Matt Lee is an author, entrepreneur, Lowcountry foodways expert, and commonly known as one-half of The Lee Bros, but these days he has a new title: Farmer. In October of last year, Matt started farming a 45-acre plot in Legareville on Johns Island. The land had gone unused for nearly a decade, and when a friend asked him to help get the farm back up and running, Matt saw an opportunity to take his connection to food a step further. “Grow it, make a recipe about it, and write about it,” is his newest motivation.
This new venture is a lofty one, and Matt says “45-acres is a burden.” Still, he’s happy to be running a farm that falls in between the small acreage (typically two to three acres) and the larger farms we see increasingly in the middle of the state.. “I think I’ve hit on a solution for that medium-sized acreage, which is to do winter habit cereal grains; wheat, barley, rye, oats–planting in the fall and harvesting in the spring. Then, planting cover crops in the summer. I grew sorghum grain and millet.”
Although farming may be his newest venture, it is one that encompasses a lot of the experience Matt has already gained through his career in food. Matt and his brother Ted have been working with farmers, caterers, event coordinators, the department of agriculture, and all kinds of groups for years. They have seen first-hand how the Charleston hospitality industry benefits from agricultural land so close to an urban center.

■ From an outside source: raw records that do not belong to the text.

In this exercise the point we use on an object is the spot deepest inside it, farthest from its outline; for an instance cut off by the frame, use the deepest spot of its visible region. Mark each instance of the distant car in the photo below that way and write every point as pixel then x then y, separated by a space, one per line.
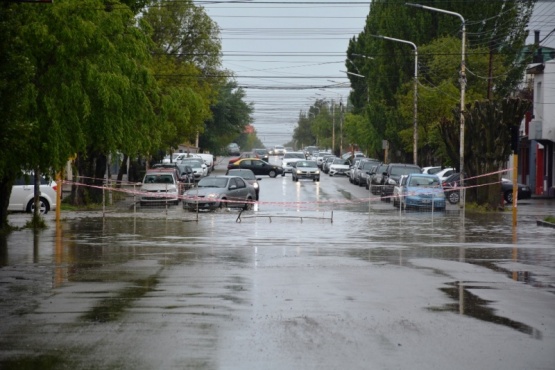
pixel 261 154
pixel 339 167
pixel 218 192
pixel 279 150
pixel 392 174
pixel 361 172
pixel 327 162
pixel 199 167
pixel 23 195
pixel 243 155
pixel 451 188
pixel 431 170
pixel 421 191
pixel 289 158
pixel 444 173
pixel 258 166
pixel 233 149
pixel 375 180
pixel 159 186
pixel 524 191
pixel 248 176
pixel 305 170
pixel 184 174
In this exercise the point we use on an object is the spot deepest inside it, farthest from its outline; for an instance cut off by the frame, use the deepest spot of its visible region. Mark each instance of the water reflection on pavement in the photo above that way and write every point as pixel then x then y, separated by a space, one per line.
pixel 351 285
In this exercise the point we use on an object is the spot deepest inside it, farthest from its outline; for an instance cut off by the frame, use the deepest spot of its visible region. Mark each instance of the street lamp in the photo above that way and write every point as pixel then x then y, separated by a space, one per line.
pixel 463 88
pixel 415 122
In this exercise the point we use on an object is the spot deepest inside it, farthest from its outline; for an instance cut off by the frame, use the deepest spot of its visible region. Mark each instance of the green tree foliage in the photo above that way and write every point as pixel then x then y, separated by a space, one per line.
pixel 487 143
pixel 83 79
pixel 495 32
pixel 186 62
pixel 230 115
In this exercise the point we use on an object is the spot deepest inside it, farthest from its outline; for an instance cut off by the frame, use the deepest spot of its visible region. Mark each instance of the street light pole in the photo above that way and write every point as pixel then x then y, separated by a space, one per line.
pixel 415 100
pixel 463 89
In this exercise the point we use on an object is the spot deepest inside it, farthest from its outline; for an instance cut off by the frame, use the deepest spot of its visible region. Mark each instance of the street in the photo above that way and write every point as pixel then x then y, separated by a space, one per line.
pixel 319 275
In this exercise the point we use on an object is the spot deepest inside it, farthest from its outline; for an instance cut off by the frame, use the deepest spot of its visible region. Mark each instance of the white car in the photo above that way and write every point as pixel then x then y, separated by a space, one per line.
pixel 178 157
pixel 279 150
pixel 340 167
pixel 199 167
pixel 23 195
pixel 445 173
pixel 159 186
pixel 289 158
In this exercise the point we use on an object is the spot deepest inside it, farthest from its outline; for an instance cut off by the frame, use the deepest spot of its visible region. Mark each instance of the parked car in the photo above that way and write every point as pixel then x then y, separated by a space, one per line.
pixel 309 150
pixel 233 149
pixel 261 153
pixel 184 174
pixel 431 169
pixel 444 173
pixel 199 167
pixel 524 191
pixel 339 166
pixel 451 188
pixel 305 170
pixel 279 150
pixel 392 174
pixel 361 172
pixel 418 190
pixel 376 179
pixel 242 155
pixel 289 158
pixel 218 192
pixel 249 177
pixel 160 185
pixel 258 166
pixel 327 162
pixel 208 160
pixel 23 195
pixel 354 164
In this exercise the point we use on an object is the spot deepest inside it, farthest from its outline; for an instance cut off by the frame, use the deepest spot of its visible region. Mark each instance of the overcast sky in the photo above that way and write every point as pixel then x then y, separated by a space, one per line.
pixel 286 54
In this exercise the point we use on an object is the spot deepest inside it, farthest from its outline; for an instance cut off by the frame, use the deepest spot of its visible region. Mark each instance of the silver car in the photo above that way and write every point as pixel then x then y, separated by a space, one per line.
pixel 23 195
pixel 214 192
pixel 305 170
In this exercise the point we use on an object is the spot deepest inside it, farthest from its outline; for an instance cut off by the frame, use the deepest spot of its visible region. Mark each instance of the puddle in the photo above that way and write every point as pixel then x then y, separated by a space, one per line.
pixel 477 308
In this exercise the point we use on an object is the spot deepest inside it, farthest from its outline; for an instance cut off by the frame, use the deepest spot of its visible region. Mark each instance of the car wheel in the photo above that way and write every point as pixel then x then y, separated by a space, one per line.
pixel 453 197
pixel 248 205
pixel 44 207
pixel 509 196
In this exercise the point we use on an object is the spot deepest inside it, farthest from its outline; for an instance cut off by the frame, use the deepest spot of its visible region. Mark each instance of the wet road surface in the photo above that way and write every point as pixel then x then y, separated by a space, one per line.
pixel 317 276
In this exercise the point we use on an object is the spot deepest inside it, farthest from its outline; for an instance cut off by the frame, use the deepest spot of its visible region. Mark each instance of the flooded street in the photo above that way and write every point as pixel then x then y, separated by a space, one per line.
pixel 317 276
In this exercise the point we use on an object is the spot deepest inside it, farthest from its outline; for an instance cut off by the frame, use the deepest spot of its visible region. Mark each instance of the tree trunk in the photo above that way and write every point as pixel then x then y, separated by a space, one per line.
pixel 122 170
pixel 6 184
pixel 91 169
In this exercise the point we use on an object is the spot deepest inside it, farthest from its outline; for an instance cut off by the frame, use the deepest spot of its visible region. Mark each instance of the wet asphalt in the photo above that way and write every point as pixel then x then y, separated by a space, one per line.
pixel 317 276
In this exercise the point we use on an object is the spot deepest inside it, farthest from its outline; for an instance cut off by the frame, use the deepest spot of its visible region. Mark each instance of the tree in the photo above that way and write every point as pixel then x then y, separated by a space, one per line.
pixel 495 30
pixel 230 115
pixel 187 59
pixel 488 127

Now working on the farm, Matt continues to recognize this special connection between land and the Lowcountry. “Conservation on Johns Island matters to me today and has amounted to a great benefit for me because I am able to farm within 25 minutes of my home in suburban West Ashley. That proximity is everything, and I’ve seen how on the neighboring farms they benefit from being able to practice so close to an urban center.” Although Charleston is widely known for its historical and culinary tourism, people often forget about the advantages we have of ecological and agricultural tourism in the Lowcountry.
Matt says, “for example, opportunities for farm visits, dinners at the farm, group visits, activities, and the full spectrum of diversified activities that can happen at a high functioning farm are available to those farms closer into the city because of proximity.”
It’s this proximity, the growing of food so close to the restaurants where it will be cooked, the invitation to a farm to pick berries in the spring that makes the Lowcountry foodways and culture so connected to conservation efforts.
For Matt, who was raised in Charleston, the fear of development is a real one that couples with fear of losing a way of life. As a farmer on Johns Island, he’s aware of the risk “that if you make development based on commute times only and crowd out land uses like agriculture within a reasonable distance of the urban center, you limit the possibilities of agriculture to provide you not just with food but with entertainment, hospitality, and open spaces to go and do things.”
It is the lands, waterways, and culture that make the Lowcountry such a special place to visit, and to Matt, “the best possible outcome for any region is to have diversified uses…We grew up with that in downtown Charleston.” It is these diversified uses that make Charleston not only a special place to live but a special place to visit. “We travel to experience new feelings, new emotions, and new ideas. We don’t go there to have exactly what we have back home.”